As disciples of Christ, who have been submerged in that chilly and cold baptismal water—some just sprinkled on our forehead, while others dunked in the depths of Tahoe—, we are reminded that saying, “yes,” to God’s call means saying, “no,” to a future we ourselves were trying to craft and control.  We are reminded that through God’s grace we must prune back the ways we had grown away from God, in order to redirect our attention on the Divine.  We are reminded that sometimes we have to do away with the old, in order for God to do a new thing within us.

No matter how many times we have come to this Advent season; no matter how many times we have sought a new beginning; no matter how many times we have been in need of God’s grace, here, today, we have an opportunity to start again, to begin that painful but necessary process of repentance, to say, “yes,” and grow in the direction of the Divine.

5 thoughts on “Yes.

Add yours

  1. Thank you for these words. They were hard to hear, but in a good way.

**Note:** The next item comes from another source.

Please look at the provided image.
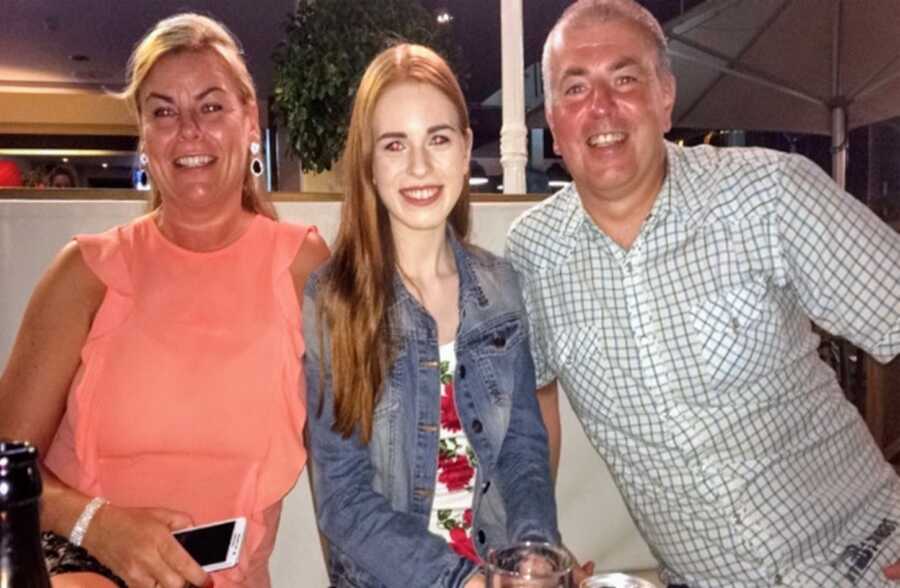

You’ve captured the essence of Advent.

  2. AMEN Sarah AMEN! You hit the nail on the head with this word! Way to knock out of the park for a HOME RUN! Prayers are with my BEAUTIFUL God Daughter and Niece! Love you to infinity and beyond!!!!!! Love God Father Tony!

  3. Dear Sarah,
    Thank you so much for sharing this, it is very inspiring and challenging.
    You have been in my prayers since posting about your divorce, never an easy decision, and these words of yours for Advent are expressing beautifully why sometimes it has to be the right decision.
    May you be blessed as you are so obviously blessing others, and may you know God’s pleasure and peace as you continue your journey of saying yes to Him.